Photographe animalier depuis une vingtaine d'années, Philippe Bolle a fait des voyages photo sa grande spécialité. De l'Afrique aux îles Galapagos en passant par le Spietzberg, il a appris à organiser ses expéditions pour en tirer le meilleur. Dans cet épisode, il partage son expérience, de ses débuts à l'époque de l'argentique jusqu'à ses pratiques actuelles. Il livre de précieux conseils pour bien préparer un voyage : comment choisir une agence, quel matériel emporter, comment le transporter en toute sécurité et comment gérer ses milliers de clichés au retour. Un guide pratique pour tous les photographes voyageurs.
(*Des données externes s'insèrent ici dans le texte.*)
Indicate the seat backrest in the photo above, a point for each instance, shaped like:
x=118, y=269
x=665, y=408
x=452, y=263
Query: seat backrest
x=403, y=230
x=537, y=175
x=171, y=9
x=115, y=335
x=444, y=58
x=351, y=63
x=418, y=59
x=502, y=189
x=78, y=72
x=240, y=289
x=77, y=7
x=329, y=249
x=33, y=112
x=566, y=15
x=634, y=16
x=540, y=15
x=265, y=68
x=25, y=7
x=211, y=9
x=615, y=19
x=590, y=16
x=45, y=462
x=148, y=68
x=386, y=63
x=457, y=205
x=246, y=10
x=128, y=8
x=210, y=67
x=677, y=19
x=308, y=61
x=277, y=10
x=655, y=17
photographe animalier, les secrets d'un voyage photo réussi

Des vapeurs du révélateur à l’instant décisif

Philippe Bolle raconte ses débuts en photographie, marqués par les odeurs des produits chimiques de la chambre noire. Il se souvient de l’attente et de l’émotion si particulières au développement des pellicules argentiques, une époque où chaque cliché comptait. Cette pratique, bien que révolue, a profondément influencé sa manière de travailler aujourd’hui. Il explique avoir gardé un « réflexe argentique » : il ne déclenche que lorsque c’est le bon moment, privilégiant l’instant décisif à la rafale systématique. Cette approche lui permet de se concentrer sur l’essentiel et de limiter le nombre de photos par voyage, à contre-courant de la tendance numérique.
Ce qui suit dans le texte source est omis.